Outreach
Background
California faces a complex agricultural, environmental, and legal crisis regarding the management of precious water and soils around the state. Most water supplies are either increasingly polluted groundwater or snowmelt stored in reservoirs whose construction and operation has devastated Pacific salmonid populations, among other aquatic and riparian organisms. Meanwhile, intensive agriculture and logging are eroding away fertile soils, which limits the sustainable use of farmland, snuffs riverine habitat, and imposes a legal quagmire in implementation of EPA’s Total Maximum Daily Load (TMDL) requirements. The complexity of problems require teams of experts cutting across disciplines and across academic-government-practitioner boundaries to work together to come up with solutions. Unfortunately, the University of California has systematically abandoned it expertise in the area of water science and sediment transport, as indicated by a steady decline of hydrology and sediment transport professors, destruction of hydraulics laboratories (O’Brien Hall at UCB and the Hydraulics Lab behind Veihmeyer Hall at UCD), and mothballing of remaining research flumes. Within this milieu, I am one of the last remaining experts on river hydraulics and sediment transport in the UC system and I am overwhelmed by the amount of requests I receive for help with these problems.
Overview
There are three elements to my Agricultural Experiment Station mission:
- AES mission-oriented outreach and a current, active, and approved AES project focused on providing technical support regarding evaluation of a) water operations at the watershed scale and b) alternative non-water riverine mitigation measures on river landforms and ecological functions toward achieving a sustainable balance of human water use and ecosystem services.

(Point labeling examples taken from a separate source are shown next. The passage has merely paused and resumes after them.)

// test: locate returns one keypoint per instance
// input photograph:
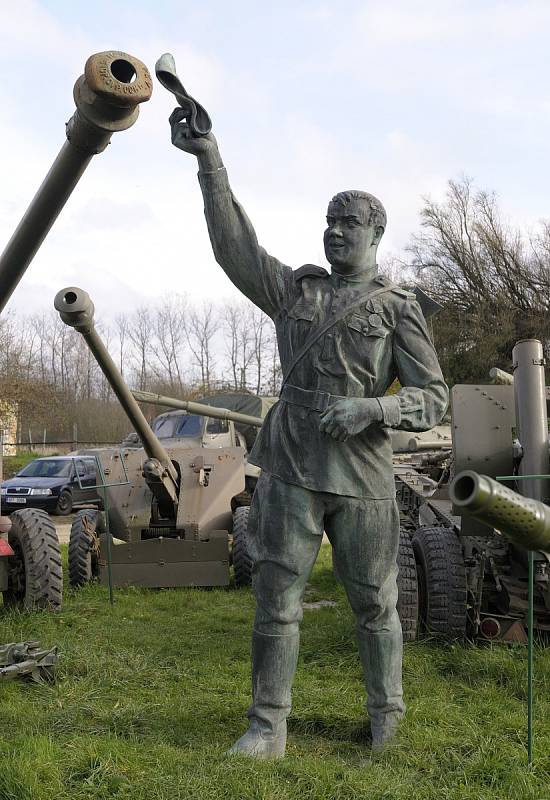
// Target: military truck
(107, 98)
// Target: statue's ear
(378, 233)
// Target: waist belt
(307, 398)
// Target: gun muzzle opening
(464, 489)
(75, 308)
(123, 71)
(470, 491)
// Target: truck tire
(407, 586)
(441, 581)
(242, 563)
(84, 547)
(35, 574)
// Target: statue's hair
(377, 212)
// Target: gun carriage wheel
(242, 563)
(35, 577)
(84, 547)
(407, 586)
(441, 581)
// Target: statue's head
(355, 224)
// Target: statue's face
(350, 240)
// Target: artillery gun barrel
(107, 99)
(434, 444)
(499, 376)
(77, 310)
(523, 520)
(197, 408)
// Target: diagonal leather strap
(196, 116)
(330, 323)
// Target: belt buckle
(322, 400)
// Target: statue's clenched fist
(350, 416)
(183, 138)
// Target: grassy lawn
(150, 693)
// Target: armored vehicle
(107, 98)
(174, 502)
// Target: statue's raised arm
(263, 279)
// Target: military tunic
(383, 338)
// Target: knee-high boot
(274, 660)
(381, 657)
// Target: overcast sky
(307, 98)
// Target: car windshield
(178, 425)
(47, 468)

- Mission-related research on the effects of eroded farmland, rangeland, and wildland soils on river channels, the coastal zone, and the ocean.
- Additional research related to my AES mission
Mission-Oriented Outreach And Clientele
During the last five years I have adhered to a strict interpretation of mission-oriented outreach as activities that directly serve agricultural and environmental clientele. My primary area of outreach has been providing advice, technical analysis, and education to government agencies (e.g. USFWS, CDFG, USBR, DWR), non-governmental organizations (SYRCL and YRPF), water and power utilities (EBMUD, PG&E, CEC, YCWA), private landowners, and news media on the evaluation of river landforms and ecological functions when considering reservoir reoperations and alternatives to that in terms of in-channel river rehabilitation to a broad range of clientele. The reservoirs I have worked on provide water to farms throughout the Central Valley as well as population centers in Sacramento and the Bay Area. For a decade I have been the lead designer of river rehabilitation projects for the lower Mokelumne River. I also designed a river rehabilitation project for the Trinity River below Lewiston Dam and I designed a gravel augmentation pilot project for the Yuba River below Englebright Dam. In addition, I trained managers of the American and Feather Rivers, and they have used my rehabilitation framework to design multiyear projects on those rivers. Beginning in 2009 I began to advise the River Management Team of the Yuba Accord and I played a significant role in the development of a 5-year monitoring and evaluation plan that will guide water reoperations under the Accord, dam relicensing, and river rehabilitation in the Yuba basin. I participate in regular meetings of the Accord managers to help advise them on river management. I am also working with the California Energy Commission to investigate advanced methods for studying the effects of high elevation dams on river processes and ecological functions. In short, a substantial fraction of the large rivers draining the northern Central Valley are being influenced by my research and recommendations. In 2007 I was interviewed by a TV production company for a show about the hydraulics of Niagara Falls (“Conquering Niagara”) that premiered on the National Geographic Channel. That show appears on a regular basis on several cable channels.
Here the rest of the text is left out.